The solution I came up with is this (most of the Deferred object stuff is left out):

// Constructor
function MyIframeWatcherObject( contextPath ) {
...
// Get the path to the iframe we're watching.
this.contextPathToUse = contextPath || null;
...
{

MyIframeWatcherObject.prototype.resolveOnDOMloaded = function( ) {
	// Re-eval contextDocument each time because it is lost when page reloads.
	var contextDocument = document; //default
	try {
            if ( this.contextPathToUse )
		contextDocument = eval(this.contextPathToUse + '.document');
	} catch ( err ) {
		// Do nothing, use default as contextDocument as fallback for now..
                // Add error handling...
	}
	if ( contextDocument.readyState === 'complete' ) {
            deferredObject.resolve();
        } else {
            var self = this;
            setTimeout( MyIframeWatcherObject.prototype.resolveOnDOMloaded.call( self ), 100 );
        }

}

First, I resolve the contextPath that was passed in to get its document.  I do this each time because if I resolve it in the constructor and store it, I lose it if the page begins to reload again (it becomes undefined).  Then I check the readyState on the document and determine if I should resolve the Deferred object now, or set up another timer.  The setTimeout function is best here so that I am only setting up one more trigger each time and don’t have to worry about tracking it like I would with setInterval.  John Resig has a great tutorial on timers here — definitely a good read if you are not aware of how they function.

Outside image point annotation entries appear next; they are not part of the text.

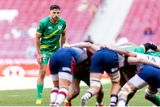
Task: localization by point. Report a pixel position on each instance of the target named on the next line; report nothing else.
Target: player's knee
(125, 90)
(75, 93)
(149, 94)
(95, 82)
(66, 76)
(115, 78)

I’m not completely thrilled with this solution, but it works.  Please offer another way of doing it if you know one!

UPDATE: just an additional note. The document.readyState property looked like it was a cross-browser solution based on my quick google search — otherwise I would not have considered it. If you know differently, or know of bugs with this method, please let me know. Also, the opposite state of document.readyState == 'complete' is document.readyState == 'loading'.